Here is a summary our court monitoring project’s most recent findings, as reported in No Equal and Exact Justice:

  • From October 26th, 2015 through March 18th, 2015, PROP recorded information on 529 cases presented in Manhattan and Brooklyn arraignments parts. Of those, PROP recorded the outcome of 498 cases.
  • Of the 529 cases seen, 463, or 87.5%, of defendants were people of color.
  • Of the 498 outcomes recorded, 479, or 96.2%, of defendants walked out of the courtroom.
  • Of the 2 court visits that PROP was able to time, the average amount of time that the court spent on each case was approximately 2 minutes, 7.5 seconds. The longest case lasted 6 minutes, 16 seconds. The shortest case lasted 26 seconds.

Here is a summary of the findings of PROP’s four court monitoring reports:

  • From June 3, 2014 through March 18, 2016 PROP recorded information on 1880 cases presented in Manhattan, Brooklyn, Bronx, and Queens criminal courts.
  • Of the 1880 cases seen, 1710, or 91%, of defendants were people of color.
  • Of the cases that PROP was able to time, the average amount of time that the court spent on each case was approximately 2 minutes, 8.75 seconds.

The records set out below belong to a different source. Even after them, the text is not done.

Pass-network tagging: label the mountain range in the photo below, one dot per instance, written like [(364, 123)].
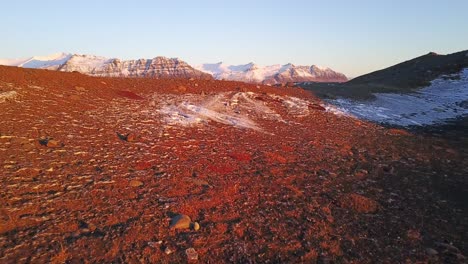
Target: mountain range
[(162, 67)]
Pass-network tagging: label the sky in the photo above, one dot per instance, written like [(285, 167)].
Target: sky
[(352, 37)]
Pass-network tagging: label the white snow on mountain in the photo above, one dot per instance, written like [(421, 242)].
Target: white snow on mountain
[(44, 62), (446, 98), (271, 74)]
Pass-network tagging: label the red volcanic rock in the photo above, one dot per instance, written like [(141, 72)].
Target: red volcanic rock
[(240, 156), (359, 203), (129, 94), (266, 185)]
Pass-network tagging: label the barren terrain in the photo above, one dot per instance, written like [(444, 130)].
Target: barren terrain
[(93, 170)]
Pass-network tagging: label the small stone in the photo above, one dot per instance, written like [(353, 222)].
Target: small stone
[(191, 254), (168, 251), (431, 251), (358, 203), (135, 183), (80, 89), (180, 222), (181, 89), (53, 144), (131, 137), (183, 222)]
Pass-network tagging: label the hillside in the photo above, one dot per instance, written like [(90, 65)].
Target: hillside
[(99, 169), (401, 78)]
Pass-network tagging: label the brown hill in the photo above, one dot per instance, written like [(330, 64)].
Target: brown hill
[(94, 169), (403, 77)]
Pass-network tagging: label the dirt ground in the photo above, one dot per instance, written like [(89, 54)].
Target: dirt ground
[(92, 172)]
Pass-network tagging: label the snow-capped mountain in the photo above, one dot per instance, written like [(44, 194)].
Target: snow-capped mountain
[(162, 67), (272, 74), (42, 62), (158, 67)]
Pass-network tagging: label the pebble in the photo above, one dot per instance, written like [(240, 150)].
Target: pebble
[(191, 254), (183, 222), (135, 183), (431, 251), (168, 251)]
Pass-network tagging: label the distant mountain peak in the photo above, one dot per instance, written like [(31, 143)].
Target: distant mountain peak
[(158, 67), (272, 74)]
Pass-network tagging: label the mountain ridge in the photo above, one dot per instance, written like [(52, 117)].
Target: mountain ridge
[(163, 67), (271, 74)]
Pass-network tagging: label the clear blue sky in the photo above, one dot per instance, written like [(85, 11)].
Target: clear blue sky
[(350, 36)]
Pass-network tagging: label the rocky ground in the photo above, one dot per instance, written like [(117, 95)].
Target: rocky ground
[(94, 169)]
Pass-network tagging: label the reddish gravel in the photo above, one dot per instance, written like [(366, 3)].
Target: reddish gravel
[(92, 173)]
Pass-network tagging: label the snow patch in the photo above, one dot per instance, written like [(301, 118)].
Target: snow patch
[(444, 99), (242, 110)]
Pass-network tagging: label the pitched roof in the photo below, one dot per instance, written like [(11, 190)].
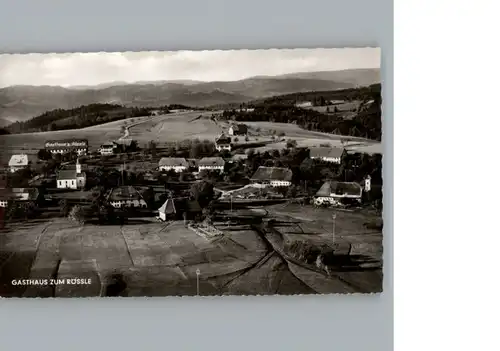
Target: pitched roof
[(211, 161), (240, 128), (18, 160), (67, 144), (124, 193), (333, 152), (339, 189), (125, 142), (223, 139), (66, 174), (168, 207), (173, 162), (272, 173)]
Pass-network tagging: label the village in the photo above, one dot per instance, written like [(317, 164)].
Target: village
[(215, 190), (69, 172)]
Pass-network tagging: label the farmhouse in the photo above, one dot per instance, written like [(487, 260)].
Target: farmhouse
[(238, 129), (173, 163), (125, 145), (72, 178), (211, 164), (328, 154), (272, 176), (126, 196), (80, 146), (223, 142), (18, 195), (18, 162), (177, 208), (334, 193), (304, 104), (107, 149)]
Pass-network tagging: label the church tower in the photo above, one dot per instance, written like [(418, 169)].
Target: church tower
[(78, 166)]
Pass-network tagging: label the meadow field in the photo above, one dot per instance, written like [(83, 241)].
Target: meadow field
[(176, 127), (161, 259)]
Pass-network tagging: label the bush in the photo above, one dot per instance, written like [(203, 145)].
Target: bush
[(291, 143), (76, 214)]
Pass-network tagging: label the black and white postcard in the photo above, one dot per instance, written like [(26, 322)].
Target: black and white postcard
[(239, 172)]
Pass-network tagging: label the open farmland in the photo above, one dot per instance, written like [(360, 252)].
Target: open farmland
[(161, 259), (176, 127)]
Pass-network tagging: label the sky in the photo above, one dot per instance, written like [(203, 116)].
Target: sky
[(216, 65)]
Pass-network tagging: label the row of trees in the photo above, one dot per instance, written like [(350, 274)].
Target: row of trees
[(79, 117), (367, 123)]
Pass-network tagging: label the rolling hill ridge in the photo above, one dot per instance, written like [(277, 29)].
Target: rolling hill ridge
[(19, 103)]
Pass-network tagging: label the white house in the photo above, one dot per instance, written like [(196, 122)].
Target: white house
[(80, 146), (18, 162), (176, 163), (72, 178), (211, 164), (126, 196), (304, 104), (368, 183), (332, 193), (223, 142), (238, 129), (328, 154), (272, 176), (107, 149)]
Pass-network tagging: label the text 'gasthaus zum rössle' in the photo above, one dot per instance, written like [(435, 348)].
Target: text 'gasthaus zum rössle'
[(48, 282)]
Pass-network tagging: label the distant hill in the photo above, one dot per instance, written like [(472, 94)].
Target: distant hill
[(19, 103)]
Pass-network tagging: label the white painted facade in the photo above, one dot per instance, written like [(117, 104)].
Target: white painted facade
[(328, 159), (221, 147), (79, 152), (107, 150), (368, 183), (211, 168), (67, 184), (177, 169), (129, 203), (278, 183)]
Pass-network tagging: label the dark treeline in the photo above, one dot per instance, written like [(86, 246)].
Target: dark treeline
[(79, 117), (367, 122)]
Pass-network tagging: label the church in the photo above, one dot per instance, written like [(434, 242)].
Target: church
[(72, 178)]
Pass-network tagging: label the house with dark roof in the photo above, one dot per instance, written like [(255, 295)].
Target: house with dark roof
[(71, 178), (107, 149), (272, 176), (178, 207), (333, 193), (173, 163), (223, 142), (238, 129), (80, 146), (126, 196), (211, 164), (328, 154), (18, 162), (18, 195)]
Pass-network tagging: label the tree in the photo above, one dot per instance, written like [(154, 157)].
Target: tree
[(77, 214), (291, 143), (64, 207), (203, 192), (291, 191), (44, 155)]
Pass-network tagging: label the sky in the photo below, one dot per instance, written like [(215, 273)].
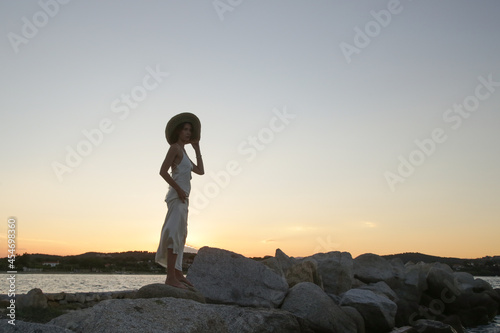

As stated in No Equal and Exact Justice’s introduction: “Everyday New York’s district attorneys aggressively prosecute cases against black and brown people for engaging in mainly innocent or innocuous activities. Everyday our city’s courts devote considerable resources to the administration of injustice, applying sanctions in hundreds, if not thousands, of cases where the charges involves, at worst, petty infractions and where the defendants are almost always people of color, some of whom live on the margins of society.

We called this report No Equal and Exact Justice to contrast with the noble principle etched on the outside of Manhattan’s Criminal Court building: “Equal & exact justice to all men of whatever state or persuasion,” said PROP director Robert Gangi. “As documented in PROP’s report, the actual activities in that building make a mockery of those high-sounding words. Because of their daily encounters with law enforcement, again as documented in PROP’s paper, claims to equal justice ring hollow to the ears of New Yorkers of color & of anyone else who cares to listen. Indeed, a central purpose of our efforts at PROP is to cast in sharp relief the wide gulf between the abusive & unjust practices of the criminal justice system of our country, our state, & our city & the eminently worthy & foundational principles that Americans & New Yorkers want to believe that their society & government are based on. Perhaps, upon understanding that harsh & unwelcome reality, the public will bring the urgently needed pressure to bear on our policy makers to fix our broken & biased criminal justice system & to create a safe, equitable, & inclusive society for all people, regardless of state or persuasion.”